A maioria dos exemplos recolhidos a partir dos corpora da dissertação em questão representa este uso. Dentre eles, os mais freqüentes são os casos em que a preposição até passa a funcionar como o que Koch (2003: 31) classifica como “operadores que assinalam o argumento mais forte de uma escala de orientação no sentido de determinada conclusão”. A autora exemplifica este grupo com até, inclusive, mesmo e até mesmo.

Segundo Martelotta (1996: 195), tanto operadores argumentativos quanto marcadores discursivos operam no nível do discurso. Para ele, qualquer elemento de função textual cumpre sempre uma função orientadora da interação. O que os diferencia é que os marcadores discursivos “estão mais ligados ao processo da discursivização, uma vez que assumem funções mais voltadas para a orientação da interação”.

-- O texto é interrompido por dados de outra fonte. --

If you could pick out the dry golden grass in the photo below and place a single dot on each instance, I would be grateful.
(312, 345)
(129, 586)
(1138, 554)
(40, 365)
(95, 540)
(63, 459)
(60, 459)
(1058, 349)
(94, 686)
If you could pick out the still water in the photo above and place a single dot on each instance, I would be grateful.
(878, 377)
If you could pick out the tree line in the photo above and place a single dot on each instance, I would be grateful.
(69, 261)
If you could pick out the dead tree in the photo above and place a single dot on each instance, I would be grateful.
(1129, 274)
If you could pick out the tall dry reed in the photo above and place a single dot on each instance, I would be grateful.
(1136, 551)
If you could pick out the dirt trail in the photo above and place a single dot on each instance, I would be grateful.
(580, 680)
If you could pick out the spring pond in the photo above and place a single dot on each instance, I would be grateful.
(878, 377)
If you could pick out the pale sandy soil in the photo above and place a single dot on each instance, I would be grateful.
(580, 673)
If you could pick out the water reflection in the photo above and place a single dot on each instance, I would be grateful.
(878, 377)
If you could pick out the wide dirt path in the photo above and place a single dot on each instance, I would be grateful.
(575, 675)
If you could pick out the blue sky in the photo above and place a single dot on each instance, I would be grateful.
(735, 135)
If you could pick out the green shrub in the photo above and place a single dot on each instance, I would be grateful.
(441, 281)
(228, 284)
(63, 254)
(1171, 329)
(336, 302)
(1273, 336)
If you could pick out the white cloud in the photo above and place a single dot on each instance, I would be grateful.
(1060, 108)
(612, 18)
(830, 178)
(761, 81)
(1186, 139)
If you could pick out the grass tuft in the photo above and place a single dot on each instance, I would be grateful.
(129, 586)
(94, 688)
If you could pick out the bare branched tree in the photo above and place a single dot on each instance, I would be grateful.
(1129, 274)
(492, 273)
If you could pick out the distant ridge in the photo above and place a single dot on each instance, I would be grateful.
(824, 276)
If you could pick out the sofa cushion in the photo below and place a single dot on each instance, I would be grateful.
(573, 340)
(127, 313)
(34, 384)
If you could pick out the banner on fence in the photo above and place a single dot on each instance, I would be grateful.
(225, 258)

Pretende-se, aqui, traçar uma escala de usos do até em direção a uma sempre maior abstratização. A escolha desta nomenclatura se deu pela grande proximidade com o discurso que tem o item até. Já que os marcadores discursivos resultam de uma trajetória de discursivização, nada melhor do que convencionar que o último grupo do processo contenha itens caracterizados como tal, visto que, desde o princípio, propôs-se traçar uma trajetória a partir da metáfora ESPAÇO > TEMPO > TEXTO.